Goldman Sachs Explores Major Trends in Internet and Interactive Entertainment with a Focus on AI's Impact on E-commerce and Advertising. Discover How Amazon, Google, and other Companies are Positioned for Growth with Converging Business Models.

Goldman Sachs recently released a list of 10 themes for internet and interactive entertainment, highlighting the significance of artificial intelligence and the convergence of business models encompassing e-commerce, media consumption and advertising. The bank contends that artificial intelligence could be the next disruptive computing paradigm and has the potential to transform the consumer and enterprise computing landscape.

As traditional advertising and e-commerce business models continue to converge, companies are exploring new avenues for growth and synergy across sub-sectors. Digital advertising platforms are innovating around social commerce while retail media captures more of the advertising budgets of Amazon, Google and Meta. In light of this trend, Pinterest, DoorDash, Uber and Instacard are expected to benefit from this shift.
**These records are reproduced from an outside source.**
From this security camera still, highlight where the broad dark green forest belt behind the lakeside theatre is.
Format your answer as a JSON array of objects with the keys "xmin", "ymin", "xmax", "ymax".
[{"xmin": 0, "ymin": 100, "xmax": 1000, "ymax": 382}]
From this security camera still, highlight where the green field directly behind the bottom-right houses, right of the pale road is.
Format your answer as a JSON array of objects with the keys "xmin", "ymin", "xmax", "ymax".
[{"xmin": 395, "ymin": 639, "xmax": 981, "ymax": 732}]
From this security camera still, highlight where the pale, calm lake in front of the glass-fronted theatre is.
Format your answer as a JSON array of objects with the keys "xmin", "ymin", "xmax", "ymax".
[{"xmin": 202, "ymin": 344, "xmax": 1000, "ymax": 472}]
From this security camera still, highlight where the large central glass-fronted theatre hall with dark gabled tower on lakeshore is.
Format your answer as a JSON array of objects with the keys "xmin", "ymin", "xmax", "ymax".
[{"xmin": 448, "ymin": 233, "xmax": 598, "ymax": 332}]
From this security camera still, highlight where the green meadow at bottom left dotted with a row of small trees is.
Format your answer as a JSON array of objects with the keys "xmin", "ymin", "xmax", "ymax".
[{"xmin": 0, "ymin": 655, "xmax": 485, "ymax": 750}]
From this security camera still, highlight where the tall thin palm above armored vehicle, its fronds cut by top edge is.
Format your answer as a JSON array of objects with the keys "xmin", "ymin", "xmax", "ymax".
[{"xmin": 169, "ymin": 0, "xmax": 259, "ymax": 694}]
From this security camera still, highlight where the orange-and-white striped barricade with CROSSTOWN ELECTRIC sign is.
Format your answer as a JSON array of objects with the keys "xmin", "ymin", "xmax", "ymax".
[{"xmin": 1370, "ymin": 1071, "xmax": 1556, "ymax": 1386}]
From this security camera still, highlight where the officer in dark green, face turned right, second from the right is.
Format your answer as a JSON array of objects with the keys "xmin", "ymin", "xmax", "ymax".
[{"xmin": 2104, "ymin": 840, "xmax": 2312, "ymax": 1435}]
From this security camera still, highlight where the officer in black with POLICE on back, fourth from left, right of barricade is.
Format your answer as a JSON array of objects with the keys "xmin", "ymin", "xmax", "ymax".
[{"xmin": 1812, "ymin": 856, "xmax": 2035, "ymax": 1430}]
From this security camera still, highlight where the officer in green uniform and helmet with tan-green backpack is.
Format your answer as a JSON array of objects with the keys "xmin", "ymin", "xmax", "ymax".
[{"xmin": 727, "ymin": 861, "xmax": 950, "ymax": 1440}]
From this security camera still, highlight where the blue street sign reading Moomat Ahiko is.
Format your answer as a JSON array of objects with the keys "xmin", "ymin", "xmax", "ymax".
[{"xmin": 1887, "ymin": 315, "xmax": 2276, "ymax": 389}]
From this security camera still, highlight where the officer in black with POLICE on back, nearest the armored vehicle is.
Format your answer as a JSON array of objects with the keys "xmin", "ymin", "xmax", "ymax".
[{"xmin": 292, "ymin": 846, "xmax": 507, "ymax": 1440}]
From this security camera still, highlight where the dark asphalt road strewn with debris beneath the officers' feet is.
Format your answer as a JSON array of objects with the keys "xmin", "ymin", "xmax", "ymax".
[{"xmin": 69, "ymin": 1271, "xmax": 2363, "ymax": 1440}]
The rise of Asian e-commerce platforms has also significantly increased competitive intensity in western markets, with Pinduoduo and TikTok set to benefit. Furthermore, AI and automation in digital advertising, optimization of enterprise cloud spending and a shift towards convenience and selection for digital consumers are key themes that will shape the industry.

Goldman Sachs also points out that the travel industry will evolve with its marketing and customer acquisition programs, and the use of AI. Companies like Expedia, Booking.com, Airbnb, Clear Secure, Tripadvisor and Vacas are set to benefit. Within the interactive entertainment space, Goldman envisions a hybrid distribution model of mobile/cloud and the emergence of VR/AR physical equipment as the next generation of distribution, with Netflix, Spotify, Electronic Arts, Take-Two, Ubisoft, Playtika and Roblox expected to reap the benefits.

Finally, Goldman Sachs highlights the importance of small and medium-sized companies that have reduced costs through headcount reductions and broader cost efficiency measures, suggesting there is potential for returns based on idiosyncratic fundamentals. At the same time, government and regulatory scrutiny of the industry’s major players is a persistent theme, which could impact the likes of Amazon, Google, Meta, DoorDash, Lyft, Uber, Airbnb, Booking and Expedia.